Vibe Coding With Claude

· NJR's Prose Blog


TL;DR. #

Obviously, that's all quite negative. Didn't it do anything good?

Ken Liu famously wrote:

It is not so much how well the dog dances, she thought, but that a dog is dancing at all.

— Ken Liu, The Hidden Girl and Other Stories, https://www.goodreads.com/work/quotes/71431737-the-hidden-girl-and-other-stories

My feeling about LLMs and Chatbots in general, and Coding bots like Claude Code specifically, is a bit like that. It is amazing that they can produce coherent, sometimes correct sentences, and plausible-looking, sometimes correct code at all; but it's a kind of trick. Just as chatbots don't produce answers to questions, but rather spit out sequences of words (tokens) that are statistically likely to be the sorts of words and sentences that might answer the questions, coding bots spit out sequences of program tokens and fragments that are statistically likely to be related to the coding questions you ask. Sometimes, they work/are correct.

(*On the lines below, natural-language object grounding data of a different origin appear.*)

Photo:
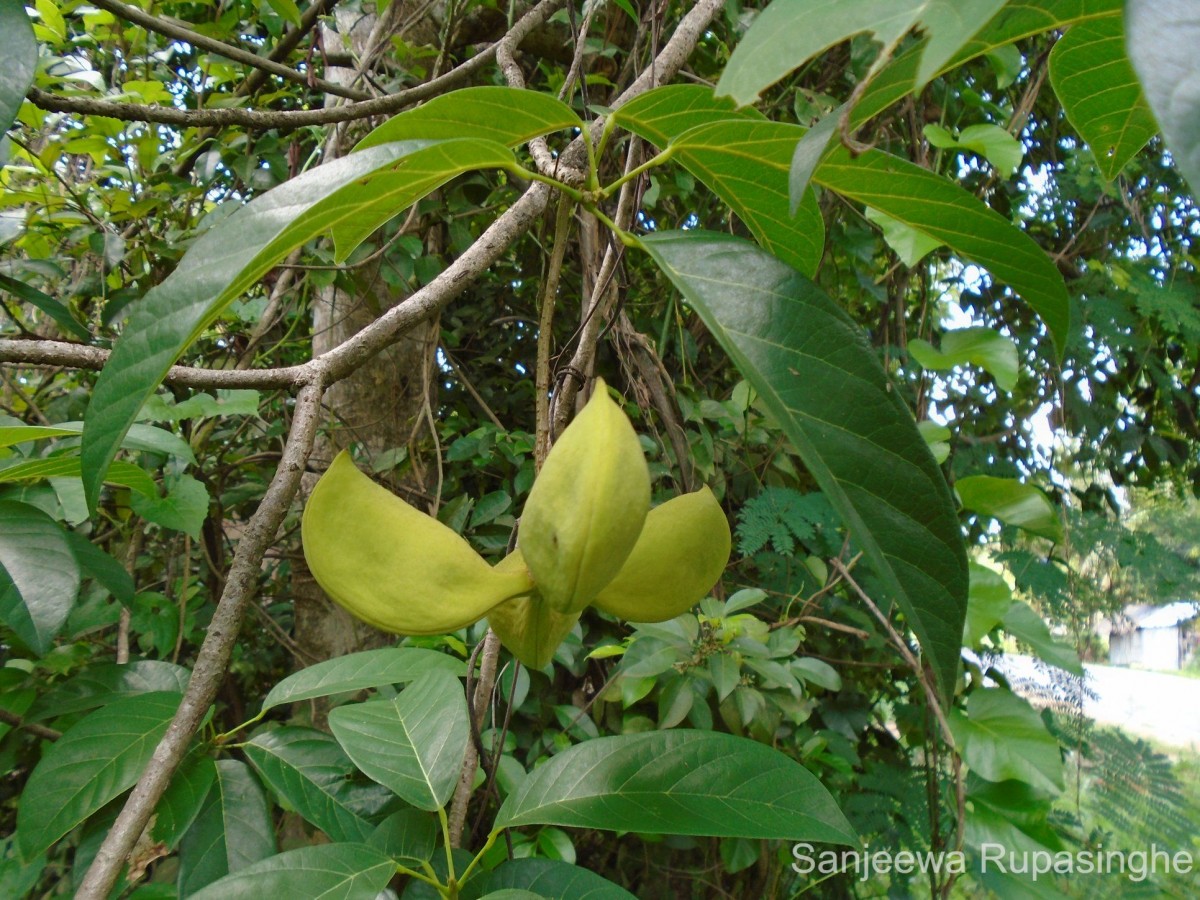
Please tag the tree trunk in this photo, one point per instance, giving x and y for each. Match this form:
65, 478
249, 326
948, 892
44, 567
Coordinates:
388, 403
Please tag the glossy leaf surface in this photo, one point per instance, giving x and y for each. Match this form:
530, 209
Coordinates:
1099, 93
346, 871
678, 783
312, 774
93, 762
817, 376
39, 574
359, 671
413, 744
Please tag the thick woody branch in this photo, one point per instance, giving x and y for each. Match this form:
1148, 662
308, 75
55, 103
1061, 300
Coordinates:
312, 378
178, 31
265, 119
215, 652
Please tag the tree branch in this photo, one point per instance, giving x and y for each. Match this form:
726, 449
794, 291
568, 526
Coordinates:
215, 652
178, 31
81, 355
265, 119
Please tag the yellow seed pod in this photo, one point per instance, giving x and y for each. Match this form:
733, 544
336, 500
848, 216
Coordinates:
527, 624
587, 505
391, 565
679, 556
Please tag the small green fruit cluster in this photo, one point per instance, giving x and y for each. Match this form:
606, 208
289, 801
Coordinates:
587, 537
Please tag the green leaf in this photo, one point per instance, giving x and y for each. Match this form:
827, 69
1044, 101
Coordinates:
413, 744
1162, 39
907, 243
232, 832
747, 163
39, 574
678, 783
96, 760
1015, 22
287, 10
184, 798
57, 310
184, 509
96, 564
310, 772
990, 598
504, 115
341, 871
1012, 502
937, 437
1099, 93
18, 48
715, 145
816, 373
409, 837
945, 211
359, 671
1027, 627
663, 114
119, 473
991, 142
787, 34
1002, 737
351, 196
551, 879
139, 437
982, 347
107, 682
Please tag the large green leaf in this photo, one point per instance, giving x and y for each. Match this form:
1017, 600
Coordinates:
232, 832
989, 600
982, 347
119, 473
816, 373
663, 114
311, 773
329, 871
741, 156
747, 163
184, 509
943, 210
551, 879
18, 48
1002, 737
1012, 502
359, 671
789, 33
1017, 21
102, 684
351, 196
97, 759
678, 783
413, 744
139, 437
1099, 93
40, 300
1162, 39
39, 574
507, 115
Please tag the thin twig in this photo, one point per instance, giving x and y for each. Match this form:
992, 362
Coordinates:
265, 119
215, 652
178, 31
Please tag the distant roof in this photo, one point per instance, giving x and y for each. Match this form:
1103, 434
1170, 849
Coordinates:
1164, 616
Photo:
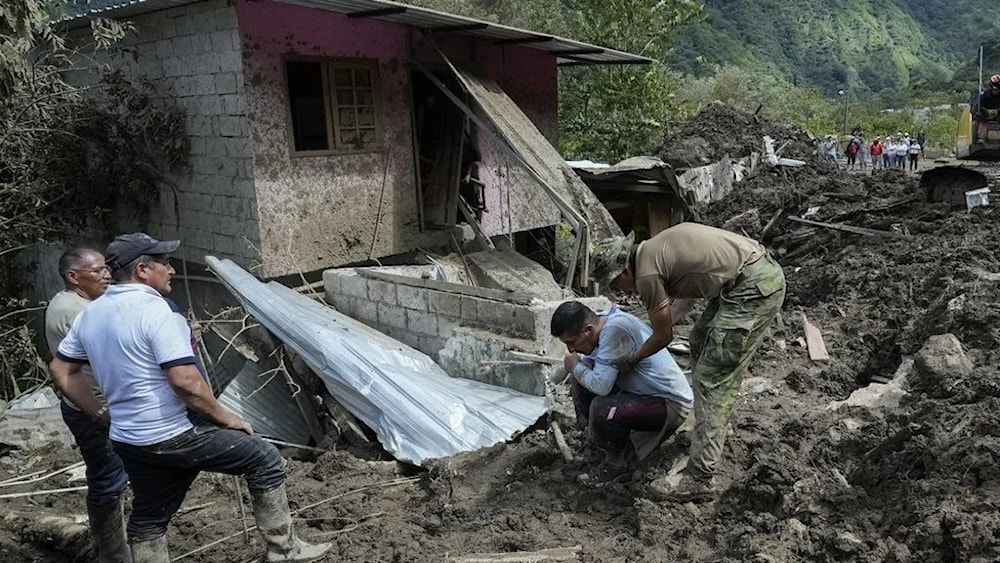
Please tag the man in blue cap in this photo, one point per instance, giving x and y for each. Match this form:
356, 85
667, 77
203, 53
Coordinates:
140, 352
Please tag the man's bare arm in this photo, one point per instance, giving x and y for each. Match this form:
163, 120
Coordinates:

Another person I know who uses them (Laszlo Sranger of CQ4DS, who also blogs) says he values them only as a replacement for Stack Overflow, i.e.\ is, he asks them how to do very specific things and only believes the answers after verifying them. This may be a good, relatively safe use of them today.

Interlude: The Story of X #

I've recruited hundreds of developers, analysts, and data scientists over several decades, using a variety of interviewing approaches. One time, a few years ago (in the before times; BC; Before Chatbots) we needed to hire a couple of contractors as data engineers, on a fairly short-term basis. The work was not especially difficult, so all we really wanted to do was to find people to whom we could talk and who seemed to have at least a basic knowledge of Python and SQL. (If you have ever hired for technical positions, you will know that it is far from uncommon for people to apply for positions claiming to be experts in areas of which they have no discernable experience at all.) To save hassle, we had partially written code for a Python task and an SQL query, which I had in a large editor window, and we literally just wanted the candidates at add two or three lines to complete the task. They didn't need to type or compile, and the tasks were routine. We didn't care, within reason, how they solved them, which we told them. I think we interviewed five people. Two sailed through. Two really struggled with at least one of the tasks. And then there was the fifth, whom we'll call “X”.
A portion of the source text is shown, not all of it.